August Comte
(1798-1857) lahir di Montpellier Perancis, 17 Januari 1798
dan meninggaldi Paris Perancis, 5 September 1857 pada
umur 59 tahun. Intelektual yang memiliki nama asli Isidore Marie
Auguste François Xavier Comte ini dalam dunia pendidikan dikenal
sebagai Bapak Sosiologi, selain itu dia dikenal juga sebagai orang pertama
yang mengaplikasikan metode ilmiah dalam ilmu sosial. Khazanah
pemikirannya telah menjadi cakrawala baru bagi dunia dalam memandang sosiologi.
Dalam
pemikirannya mengenai diskursus keagamaan, ia melihat sebuah perbedaan yang
mencolok antara agama Katolik yang ia anut dengan pemikiran
keluarga monarki yang berkuasa sehingga ia terpaksa
meninggalkan Paris. Hal-hal yang sebenarnya menarik perhatiannya bukanlah
yang berbau matematika tetapi masalah-masalah sosial dan kemanusiaan. Berangkat
dari hal inilah yang kemudian pada
bulan Agustus 1817 Comte bersedia menjadi murid sekaligus
sekertaris dariClaude Henri de Rouvroy, Comte de Saint-Simon, yang kemudian
membawa Comte masuk ke dalam lingkungan intelek. Pada tahun 1824, Comte
meninggalkan Saint-Simon karena lagi-lagi ia merasa ada ketidakcocokan dalam
hubungannya.
Saat itu,
Comte mengetahui apa yang ia harus lakukan selanjutnya dia mulai meneliti
tentang filosofi positivisme. Rencananya ini kemudian dipublikasikan
dengan nama Plan de travaux scientifiques nécessaires pour réorganiser la
société (1822) (Indonesia: Rencana studi ilmiah untuk pengaturan
kembali masyarakat). Tetapi ia gagal mendapatkan posisi akademis sehingga
menghambat penelitiannya. Kehidupan dan penelitiannya kemudian mulai bergantung
pada sponsor dan bantuan finansial dari beberapa temannya.
Kehidupan
terus bergulir Comte mulai melalui kehidupannya dengan menjadi dosen penguji,
pembimbing dan mengajar mahasiswa secara privat. Walaupun begitu,
penghasilannya tetap tidak mecukupi kebutuhannya dan mengenai karya awal yang
dikerjakannya mandek. Mengalami fluktuasi dalam penyelesainnya dikarenakan
intensitas Comte dalam pengerjaannya berkurang drastis.
Comte dalam
kegelisahannya yang baru mencapai titik rawan makin merasa tertekan dan hal
tersebut menjadikan psikologisnya terganggu, dengan sifat dasarnya adalah
seorang pemberontak akibatnya Comte mengalami gejala paranoid yang hebat.

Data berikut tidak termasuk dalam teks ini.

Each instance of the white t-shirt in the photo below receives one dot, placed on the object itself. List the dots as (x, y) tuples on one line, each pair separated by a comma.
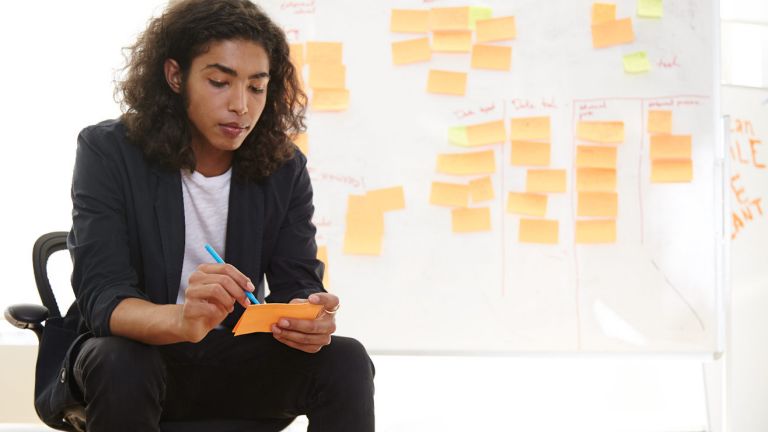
[(206, 206)]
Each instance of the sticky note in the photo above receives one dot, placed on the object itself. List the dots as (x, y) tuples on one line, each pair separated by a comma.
[(595, 231), (670, 147), (544, 181), (600, 131), (527, 204), (483, 162), (595, 157), (612, 33), (259, 318), (491, 57), (595, 180), (530, 153), (452, 41), (597, 204), (465, 220), (538, 231), (636, 62), (481, 189), (446, 82), (671, 171), (411, 51), (409, 21), (496, 29)]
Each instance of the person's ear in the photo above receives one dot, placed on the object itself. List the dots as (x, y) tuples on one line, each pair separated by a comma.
[(172, 75)]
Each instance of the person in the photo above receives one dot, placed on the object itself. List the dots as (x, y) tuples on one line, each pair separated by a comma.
[(203, 154)]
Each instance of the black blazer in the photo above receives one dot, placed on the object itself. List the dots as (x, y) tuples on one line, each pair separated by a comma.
[(127, 237)]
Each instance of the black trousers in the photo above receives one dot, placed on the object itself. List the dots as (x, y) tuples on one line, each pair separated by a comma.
[(130, 386)]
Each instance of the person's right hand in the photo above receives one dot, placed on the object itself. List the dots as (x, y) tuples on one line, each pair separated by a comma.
[(210, 296)]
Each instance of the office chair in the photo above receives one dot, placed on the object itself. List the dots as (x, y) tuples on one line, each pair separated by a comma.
[(35, 317)]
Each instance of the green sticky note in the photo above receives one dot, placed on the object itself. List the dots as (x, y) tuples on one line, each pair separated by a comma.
[(636, 63), (650, 8)]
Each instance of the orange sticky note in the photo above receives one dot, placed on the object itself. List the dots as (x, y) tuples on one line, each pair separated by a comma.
[(595, 157), (481, 189), (259, 318), (530, 153), (600, 131), (544, 181), (496, 29), (527, 204), (670, 147), (531, 128), (671, 171), (595, 180), (611, 33), (447, 82), (409, 21), (483, 162), (598, 204), (411, 51), (465, 220), (538, 231), (491, 57), (659, 121), (595, 231)]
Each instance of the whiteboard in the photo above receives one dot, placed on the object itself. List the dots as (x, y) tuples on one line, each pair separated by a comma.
[(430, 290)]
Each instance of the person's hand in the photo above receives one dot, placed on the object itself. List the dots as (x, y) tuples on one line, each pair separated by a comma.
[(210, 296), (309, 335)]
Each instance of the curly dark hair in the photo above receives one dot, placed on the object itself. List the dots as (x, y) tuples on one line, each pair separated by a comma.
[(156, 117)]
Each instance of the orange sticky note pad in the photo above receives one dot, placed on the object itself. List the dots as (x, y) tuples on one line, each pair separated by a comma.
[(483, 162), (411, 51), (670, 147), (496, 29), (611, 33), (527, 204), (447, 82), (259, 318), (530, 153), (409, 21), (595, 231), (491, 57), (465, 220), (538, 231), (544, 181)]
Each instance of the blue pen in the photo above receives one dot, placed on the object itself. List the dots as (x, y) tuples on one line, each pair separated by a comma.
[(218, 259)]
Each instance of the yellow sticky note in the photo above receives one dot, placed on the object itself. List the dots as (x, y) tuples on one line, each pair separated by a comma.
[(531, 128), (530, 153), (595, 157), (598, 204), (545, 181), (452, 41), (595, 231), (670, 147), (481, 189), (600, 131), (491, 57), (671, 171), (464, 220), (411, 51), (538, 231), (446, 82), (483, 162), (449, 194), (527, 204), (595, 180), (409, 21), (330, 99), (496, 29), (612, 33)]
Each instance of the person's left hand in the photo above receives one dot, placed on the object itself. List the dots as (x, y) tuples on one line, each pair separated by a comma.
[(309, 335)]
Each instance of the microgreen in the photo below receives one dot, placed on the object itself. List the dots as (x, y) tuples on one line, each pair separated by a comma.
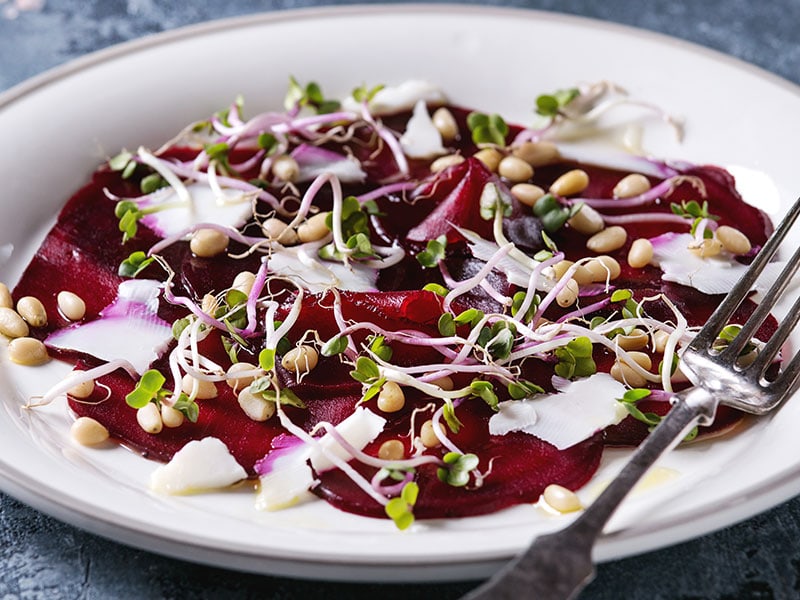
[(436, 288), (523, 389), (135, 263), (179, 325), (366, 94), (124, 162), (310, 96), (449, 414), (575, 359), (550, 105), (266, 359), (552, 213), (355, 230), (485, 391), (150, 388), (379, 347), (335, 345), (457, 468), (487, 129), (434, 252), (401, 509)]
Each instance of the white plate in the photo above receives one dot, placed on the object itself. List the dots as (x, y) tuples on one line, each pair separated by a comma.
[(65, 122)]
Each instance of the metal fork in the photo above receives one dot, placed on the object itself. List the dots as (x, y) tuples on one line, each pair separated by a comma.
[(558, 565)]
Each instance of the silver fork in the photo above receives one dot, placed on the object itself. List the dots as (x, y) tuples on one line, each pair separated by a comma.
[(558, 565)]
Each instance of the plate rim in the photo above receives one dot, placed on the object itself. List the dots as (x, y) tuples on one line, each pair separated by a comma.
[(24, 488)]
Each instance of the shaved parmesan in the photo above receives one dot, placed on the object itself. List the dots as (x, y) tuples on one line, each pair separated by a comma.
[(199, 466), (712, 275), (232, 209), (422, 139), (128, 328), (576, 413)]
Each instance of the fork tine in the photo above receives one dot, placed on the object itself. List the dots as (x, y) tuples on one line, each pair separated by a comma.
[(722, 314), (761, 313), (773, 346)]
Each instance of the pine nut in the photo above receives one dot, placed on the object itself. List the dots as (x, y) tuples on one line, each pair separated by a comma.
[(237, 381), (490, 157), (27, 351), (244, 281), (88, 432), (391, 397), (301, 359), (11, 324), (610, 239), (205, 389), (313, 228), (568, 295), (32, 310), (631, 185), (640, 253), (171, 417), (427, 435), (82, 390), (561, 499), (733, 240), (149, 418), (570, 183), (640, 358), (514, 169), (277, 230), (391, 450), (206, 243), (537, 154), (635, 340), (445, 122), (707, 248), (587, 220), (71, 305), (660, 338), (6, 301), (603, 268), (285, 168), (445, 162), (254, 406), (526, 193), (625, 374)]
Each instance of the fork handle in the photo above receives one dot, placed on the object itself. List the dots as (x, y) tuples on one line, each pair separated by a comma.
[(558, 565)]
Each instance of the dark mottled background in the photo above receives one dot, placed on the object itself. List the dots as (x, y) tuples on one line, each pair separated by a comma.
[(41, 558)]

Keadaan itu menambah mengembangnya sikap pemberang yang telah ada, tidak jarang
pula perdebatan yang dimulai Comte mengenai apapun diakhiri dengan perkelahian.
Kegilaan
atau kerajingan yang diderita Comte membuat Comte menjadi nekat dan sempat
menceburkan dirinya ke sungai. Datanglah penyelamat kehidupan Comte yang
bernama Caroline Massin, seorang pekerja seks yang sempat dinikahi oleh Comte
ditahun 1825. Caroline dengan tanpa pamrih merawat Comte seperti bayi, bukan
hanya terbebani secara material saja tetapi juga beban emosional dalam
merawat Comte karena tidak ada perubahan perlakuan dari Comte untuk Caroline
dan hal tersebut mengakibatkan Caroline memutuskan pergi meninggalkan Comte.

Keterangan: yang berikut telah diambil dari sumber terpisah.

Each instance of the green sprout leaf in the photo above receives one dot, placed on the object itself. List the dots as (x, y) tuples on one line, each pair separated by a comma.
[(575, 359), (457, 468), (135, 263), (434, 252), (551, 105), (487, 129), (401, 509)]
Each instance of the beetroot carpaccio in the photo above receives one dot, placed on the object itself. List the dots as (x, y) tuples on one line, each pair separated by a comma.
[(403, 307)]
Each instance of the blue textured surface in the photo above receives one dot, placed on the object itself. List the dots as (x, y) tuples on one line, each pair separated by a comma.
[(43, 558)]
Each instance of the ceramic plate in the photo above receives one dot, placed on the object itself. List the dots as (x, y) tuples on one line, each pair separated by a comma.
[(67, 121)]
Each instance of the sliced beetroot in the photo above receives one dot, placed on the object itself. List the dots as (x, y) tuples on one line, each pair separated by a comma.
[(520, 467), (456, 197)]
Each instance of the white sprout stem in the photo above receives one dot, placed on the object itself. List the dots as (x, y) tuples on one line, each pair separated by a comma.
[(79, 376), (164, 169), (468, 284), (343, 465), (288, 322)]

Comte kembali dalam kegilaannya lagi dan sengsara.
Comte
menganggap pernikahannya dengan Caroline merupakan kesalahan terbesar,
berlanjutnya kehidupan Comte yang mulai memiliki kestabilan emosi ditahun 1830
tulisannya mengenai “Filsafat Positiv” (Cours de Philosophie Positiv) terbit
sebagai jilid pertama, terbitan jilid yang lainnya bertebaran hingga tahun
1842.
Lalu Comte
bertemu dengan Clotilde de Vaux, Comte sangat mencintainya, namun Clotilde
hanya menganggap hubungan itu biasa saja. Tak lama Clotilde wafat karena
terserang TBC. Setelah Clotilde wafat, kehidupan Comte kembali terguncang, dia
bersumpah untuk membaktikan hidupnya untukmengenang Clotilde. Tak lama
setelahnya Comte, yang merasa dirinya adalah seorang penemu sekaligus
seorang nabi dari “agama kemanusiaan” (religion of humanity)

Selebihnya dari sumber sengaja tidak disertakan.